Son las tres de la tarde de un día cualquiera de junio, el sol brilla sobre nuestras cabezas y nos disponemos a emprender la marcha camino de Francia y algún otro lugar más. La hoja de ruta es un tanto difusa, como impregnada de una nebulosa que nos impide ver bien el destino último. No tenemos preferencias ni objetivos claros, exceptuando las playas del Desembarco de Normandía, un capricho de mi compañero Gelucho, que vamos a hacer realidad. A partir de este punto todo son incógnitas: Ámsterdam, Hamburgo, los Alpes… poco importa el destino viajando en buena compañía y con la tranquilidad que impone el no saber a dónde vas.
Tomamos la carretera de Oviedo, mil veces transitada, mil veces estudiada cada curva, cada recodo, cada falso llano subiendo el puerto, y mil veces divertida para recorrerla en moto.
A tan sólo dos kilómetros de casa sobreviene la primera parada: Gelu ha olvidado el dinero en casa. Pacientemente me quito los guantes y el casco y me sitúo a la sombra a esperar a que vuelva. En otras circunstancias seguramente este primer contratiempo me hubiera soliviantado, deseoso como estaba de emprender la marcha y salir de España cuanto antes, pero hoy no. Hoy estoy tan feliz de emprender esta ruta incierta que no hay nada que pueda quebrar mi ánimo, ni siquiera una lumbalgia sobrevenida esta mañana a causa un esfuerzo realizado ayer.

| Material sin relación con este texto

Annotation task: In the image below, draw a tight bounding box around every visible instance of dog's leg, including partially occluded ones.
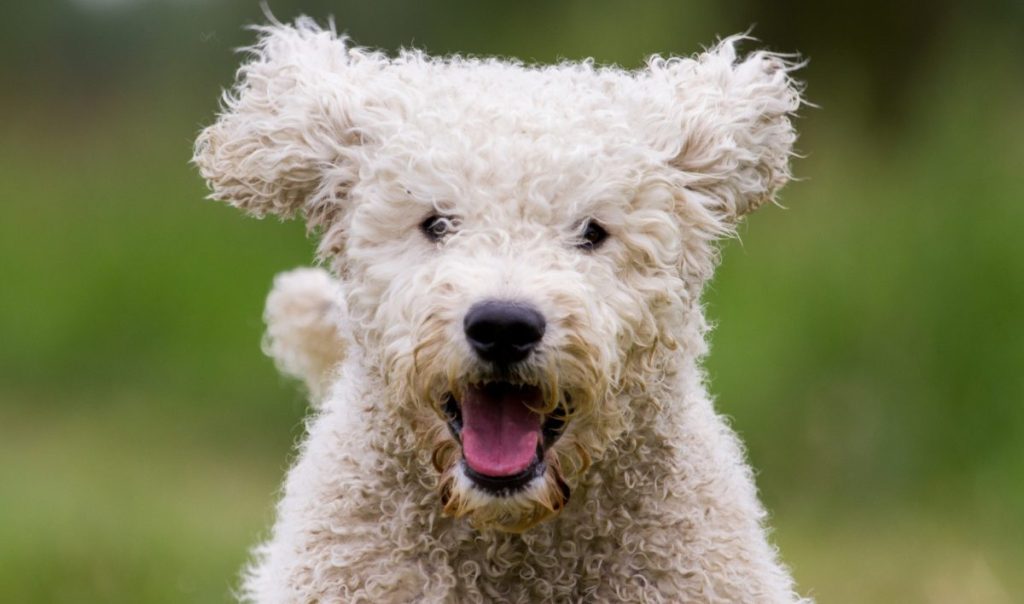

Según van pasando los kilómetros noto algo raro, no voy cómodo. La postura es la de siempre, el manillar a la misma altura, el asiento en su sitio… sin embargo, algo no marcha. Se me va cargando el cuello poco a poco y estoy incómodo. Normalmente suelo pasar varias horas conduciendo en la misma posición pero hoy la cosa no cuaja. Cambio la postura de forma constante y no consigo acomodarme a la máquina. A partir de Oviedo, a tan sólo ciento cincuenta kilómetros de la salida ya estoy cansado y cuando llegamos a Bilbao, a pesar de haber realizado el último tramo por autopista la lumbalgia y el cuello me molestan de forma ostensible.
Al llegar a Irún ya está anocheciendo y decidimos meternos en una área de servicio que encontramos, la primera. Es una de esas áreas enormes, con restaurante, autoservicio, aparcamiento para cientos de camiones y unos precios que me parecen desorbitados. Montamos la tienda de campaña lejos de miradas indiscretas, detrás de una construcción que se nos antoja perfecta.
Gelucho viene cargando con un lacón cocido, una hogaza de pan casero y doce litros de vino, además de otras viandas de menos empaque así que, con cuatro palets de obra, monto un mesa improvisada y con un tronco seco, un banco perfecto para sentarse y proceder a la opípara cena.
El lugar elegido parece no ser tan perfecto como creíamos puesto que la construcción que tan estratégicamente nos ocultaba ,resultó ser la depuradora de aguas residuales del complejo que, de vez en cuando, emanaba algunos efluvios. Aún así ya es tarde para desmontar nuestro hogar transitorio así que confiamos en que la meteorología no varíe la dirección del viento para situarnos a sotavento.
Después de cenar, con la barriga llena de vino y lacón nos vamos a la cama ente risas, con la ilusión del primer día de viaje ya agotada pero con la certeza de que mañana será otro día grande de moto y carretera.
Mientras me duermo confío en que ladureza del suelo sea un bálsamo para mi maltrecha espalda.